ポリマーセメント系材料などを使用し、下地調整や不陸修正、クラック補修を行いながら、しっかりと土台を整えていく必要があります。
防水工事は「塗るだけ」の工事ではなく、下地づくりが品質を左右すると言っても過言ではありません。
だからこそ、表面だけキレイに仕上がっていても、内部処理が甘ければ数年後に膨れや剥がれ、漏水へつながるケースもあります。

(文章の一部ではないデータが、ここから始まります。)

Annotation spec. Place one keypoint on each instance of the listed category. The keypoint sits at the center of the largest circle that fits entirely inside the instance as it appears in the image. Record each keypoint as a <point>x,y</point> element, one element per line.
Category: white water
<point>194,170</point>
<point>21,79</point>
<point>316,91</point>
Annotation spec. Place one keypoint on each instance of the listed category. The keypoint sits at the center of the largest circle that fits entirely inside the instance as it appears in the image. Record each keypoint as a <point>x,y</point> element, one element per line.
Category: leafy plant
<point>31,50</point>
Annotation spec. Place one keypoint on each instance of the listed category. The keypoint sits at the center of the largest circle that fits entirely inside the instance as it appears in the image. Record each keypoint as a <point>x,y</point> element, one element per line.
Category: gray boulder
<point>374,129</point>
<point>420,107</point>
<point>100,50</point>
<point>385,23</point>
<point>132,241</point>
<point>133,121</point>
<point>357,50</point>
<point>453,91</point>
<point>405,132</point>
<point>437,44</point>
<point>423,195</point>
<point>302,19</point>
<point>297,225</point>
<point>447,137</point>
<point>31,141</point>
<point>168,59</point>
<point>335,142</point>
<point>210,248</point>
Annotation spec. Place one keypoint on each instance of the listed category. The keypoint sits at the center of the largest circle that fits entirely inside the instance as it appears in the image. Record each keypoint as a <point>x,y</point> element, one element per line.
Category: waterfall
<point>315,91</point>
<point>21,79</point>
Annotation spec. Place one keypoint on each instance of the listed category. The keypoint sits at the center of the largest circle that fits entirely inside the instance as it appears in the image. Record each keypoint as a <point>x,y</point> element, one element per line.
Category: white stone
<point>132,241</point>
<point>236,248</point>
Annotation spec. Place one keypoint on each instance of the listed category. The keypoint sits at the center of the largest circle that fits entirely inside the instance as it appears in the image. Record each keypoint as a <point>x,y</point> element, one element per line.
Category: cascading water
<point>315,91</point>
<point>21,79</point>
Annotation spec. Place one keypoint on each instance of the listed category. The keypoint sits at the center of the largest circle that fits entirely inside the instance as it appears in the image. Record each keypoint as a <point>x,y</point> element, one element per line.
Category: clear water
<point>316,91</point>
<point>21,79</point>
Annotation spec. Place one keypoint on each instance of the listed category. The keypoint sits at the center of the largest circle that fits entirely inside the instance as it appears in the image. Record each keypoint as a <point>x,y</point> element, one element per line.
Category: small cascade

総合的に考えると、私個人としては、新築から5年〜10年以内のタイミングで防水施工を検討されることをおすすめしています。
屋上という部分は、建物の中でも最も雨風や紫外線の影響を受ける場所です。
ここを守ることは、建物全体を守ることにつながります。
また、今回のようなウレタン防水施工では、仕上げのトップコートを遮熱仕様に変更するという選択肢もあります。
遮熱タイプのトップコートにすることで、屋上表面の温度上昇を軽減し、室内環境の改善につながるケースもあります。
特に最上階のお部屋では、「以前より暑さがやわらいだ」と感じる方も少なくありません。
さらに嬉しいポイントとして、遮熱仕様に変更したからといって費用差が極端に高くなるわけではありません。
少しの工夫で建物性能や快適性が向上するのであれば、非常にコストパフォーマンスの高い選択肢だと思います。
建物は壊れてから直す時代ではなく、守りながら長く活かす時代へ。
雨漏りや大きな修繕になる前に、ぜひ一度、屋上の状態を見直してみてはいかがでしょうか。